O toque dele a fez estremecer. A proximidade era eletrizante, e a saudade de seus braços a atingiu com força.
“Lucas… eu sinto muito por ter partido daquela forma”, ela disse, a voz baixa, a coragem surgindo em meio à vulnerabilidade. “Eu não sabia como lidar com… tudo. Com você.”
Ele a olhou nos olhos, e dessa vez, não havia mágoa, apenas uma profunda tristeza. “Eu entendo, Isadora. Você era jovem. E eu… eu fui teimoso demais. Não a deixei ir com a leveza que deveria.” Ele respirou fundo. “Mas a dor… a dor foi grande. Por muito tempo.”
“Eu sei. E eu carrego essa culpa comigo todos os dias.”
Um silêncio pesado se instalou entre eles, mas era um silêncio diferente, mais compreensivo. Era o silêncio de duas almas que haviam sofrido, que haviam se perdido, mas que agora se reencontravam em um espaço de redenção.
“O que você vai fazer agora?”, ele perguntou, mudando de assunto, mas o tom era gentil.
“Eu não sei. Ficarei aqui, cuidando da tia Cecília. Depois… não tenho planos concretos. Talvez volte para São Paulo. Talvez fique por aqui um tempo.” Ela hesitou. “Preciso descobrir o que quero.”
Lucas sorriu, um sorriso genuíno desta vez, que alcançou seus olhos. “Não se preocupe com isso agora. Apenas esteja aqui. Para sua tia. E… para você.”
Ele a olhou com uma intensidade que a fez corar novamente. Aquele brilho em seus olhos verdes parecia reacender uma chama adormecida em seu peito. Aquele amor, que ela pensou ter enterrado, estava ali, latente, esperando o momento certo para despertar.

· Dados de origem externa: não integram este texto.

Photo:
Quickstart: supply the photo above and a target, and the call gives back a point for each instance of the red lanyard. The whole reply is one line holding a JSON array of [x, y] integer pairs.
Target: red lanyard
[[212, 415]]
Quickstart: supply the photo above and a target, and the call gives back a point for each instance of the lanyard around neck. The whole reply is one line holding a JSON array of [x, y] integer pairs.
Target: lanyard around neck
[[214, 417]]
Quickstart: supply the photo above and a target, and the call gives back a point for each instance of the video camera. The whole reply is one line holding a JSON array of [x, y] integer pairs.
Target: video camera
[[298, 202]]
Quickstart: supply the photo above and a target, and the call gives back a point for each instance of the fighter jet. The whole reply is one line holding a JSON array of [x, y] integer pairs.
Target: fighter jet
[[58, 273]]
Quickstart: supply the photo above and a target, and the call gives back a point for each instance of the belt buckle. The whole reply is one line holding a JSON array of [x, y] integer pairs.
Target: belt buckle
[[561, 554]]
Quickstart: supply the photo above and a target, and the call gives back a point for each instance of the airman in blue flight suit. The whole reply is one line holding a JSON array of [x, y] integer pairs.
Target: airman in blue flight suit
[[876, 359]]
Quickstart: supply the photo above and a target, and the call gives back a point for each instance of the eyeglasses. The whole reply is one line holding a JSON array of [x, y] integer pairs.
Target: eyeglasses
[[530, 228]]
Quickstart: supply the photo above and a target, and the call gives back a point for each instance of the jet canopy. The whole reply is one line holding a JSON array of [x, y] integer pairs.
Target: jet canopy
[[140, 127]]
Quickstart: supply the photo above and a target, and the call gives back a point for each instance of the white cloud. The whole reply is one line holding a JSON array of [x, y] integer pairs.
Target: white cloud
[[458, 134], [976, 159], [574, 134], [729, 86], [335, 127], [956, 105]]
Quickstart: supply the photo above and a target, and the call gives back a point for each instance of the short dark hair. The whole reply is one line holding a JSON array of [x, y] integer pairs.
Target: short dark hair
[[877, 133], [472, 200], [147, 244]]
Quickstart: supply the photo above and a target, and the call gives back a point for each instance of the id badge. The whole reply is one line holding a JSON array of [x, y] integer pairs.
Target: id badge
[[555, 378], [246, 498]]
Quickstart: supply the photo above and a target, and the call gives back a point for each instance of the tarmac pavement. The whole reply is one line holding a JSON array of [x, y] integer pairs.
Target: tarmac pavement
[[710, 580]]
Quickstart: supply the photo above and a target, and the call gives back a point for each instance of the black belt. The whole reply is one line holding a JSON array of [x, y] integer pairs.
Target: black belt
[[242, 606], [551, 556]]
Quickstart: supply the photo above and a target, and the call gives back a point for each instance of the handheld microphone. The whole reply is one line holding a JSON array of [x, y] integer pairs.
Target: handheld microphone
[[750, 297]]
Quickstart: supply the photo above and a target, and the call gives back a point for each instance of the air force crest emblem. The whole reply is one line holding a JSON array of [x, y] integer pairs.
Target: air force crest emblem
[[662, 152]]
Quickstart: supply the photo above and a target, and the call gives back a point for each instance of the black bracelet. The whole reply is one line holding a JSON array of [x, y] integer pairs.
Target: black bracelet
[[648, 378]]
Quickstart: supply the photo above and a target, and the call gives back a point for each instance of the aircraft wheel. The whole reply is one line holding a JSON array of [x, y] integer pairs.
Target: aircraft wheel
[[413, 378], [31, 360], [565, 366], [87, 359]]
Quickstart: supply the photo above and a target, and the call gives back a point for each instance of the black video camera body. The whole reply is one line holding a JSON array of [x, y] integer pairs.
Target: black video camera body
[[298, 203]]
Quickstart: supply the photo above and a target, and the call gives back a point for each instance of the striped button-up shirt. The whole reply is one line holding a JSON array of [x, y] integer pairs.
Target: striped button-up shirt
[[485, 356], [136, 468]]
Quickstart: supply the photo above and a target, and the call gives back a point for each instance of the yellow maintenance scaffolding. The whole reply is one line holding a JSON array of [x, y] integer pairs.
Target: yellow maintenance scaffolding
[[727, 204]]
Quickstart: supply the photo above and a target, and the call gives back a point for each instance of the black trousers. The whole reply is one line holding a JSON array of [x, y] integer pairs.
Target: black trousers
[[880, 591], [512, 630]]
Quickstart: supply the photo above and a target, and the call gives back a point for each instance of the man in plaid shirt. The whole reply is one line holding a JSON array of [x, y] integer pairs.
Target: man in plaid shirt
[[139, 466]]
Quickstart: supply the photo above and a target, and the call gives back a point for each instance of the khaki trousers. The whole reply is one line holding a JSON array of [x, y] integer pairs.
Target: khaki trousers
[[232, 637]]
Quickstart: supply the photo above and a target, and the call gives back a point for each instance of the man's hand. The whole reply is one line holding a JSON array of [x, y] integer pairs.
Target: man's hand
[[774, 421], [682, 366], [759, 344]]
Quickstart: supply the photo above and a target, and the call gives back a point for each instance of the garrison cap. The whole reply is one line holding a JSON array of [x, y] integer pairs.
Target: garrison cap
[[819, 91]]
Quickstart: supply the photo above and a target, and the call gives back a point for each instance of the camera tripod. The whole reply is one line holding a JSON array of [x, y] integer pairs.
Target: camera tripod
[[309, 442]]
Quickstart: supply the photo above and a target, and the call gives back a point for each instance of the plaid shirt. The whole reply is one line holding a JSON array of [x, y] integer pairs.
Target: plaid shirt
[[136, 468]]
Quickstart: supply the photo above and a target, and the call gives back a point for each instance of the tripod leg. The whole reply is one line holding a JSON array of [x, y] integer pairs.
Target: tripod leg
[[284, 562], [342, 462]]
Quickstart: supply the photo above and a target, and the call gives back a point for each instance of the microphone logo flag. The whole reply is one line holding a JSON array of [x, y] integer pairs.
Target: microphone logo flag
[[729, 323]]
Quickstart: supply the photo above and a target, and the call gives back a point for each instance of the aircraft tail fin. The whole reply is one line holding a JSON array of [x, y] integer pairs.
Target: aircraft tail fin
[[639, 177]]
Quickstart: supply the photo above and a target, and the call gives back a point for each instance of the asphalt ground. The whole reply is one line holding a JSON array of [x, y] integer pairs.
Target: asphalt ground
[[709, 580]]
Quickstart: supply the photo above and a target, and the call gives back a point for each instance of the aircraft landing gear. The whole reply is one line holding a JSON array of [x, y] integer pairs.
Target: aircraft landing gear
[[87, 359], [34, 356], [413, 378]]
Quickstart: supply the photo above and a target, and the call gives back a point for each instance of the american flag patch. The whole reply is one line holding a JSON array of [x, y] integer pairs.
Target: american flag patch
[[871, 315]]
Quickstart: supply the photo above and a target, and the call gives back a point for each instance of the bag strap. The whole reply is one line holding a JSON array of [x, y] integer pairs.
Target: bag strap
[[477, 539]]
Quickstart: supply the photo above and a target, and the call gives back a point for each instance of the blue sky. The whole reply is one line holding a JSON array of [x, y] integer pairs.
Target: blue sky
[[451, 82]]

Naquele instante, parada na sacada da mansão dos segredos, com o som das ondas como trilha sonora, Isadora sentiu que o tempo não havia passado em vão. O passado a havia moldado, e o futuro, agora, parecia uma tela em branco, cheia de possibilidades. E Lucas, com sua presença marcante e seu olhar profundo, era a peça central daquele novo cenário.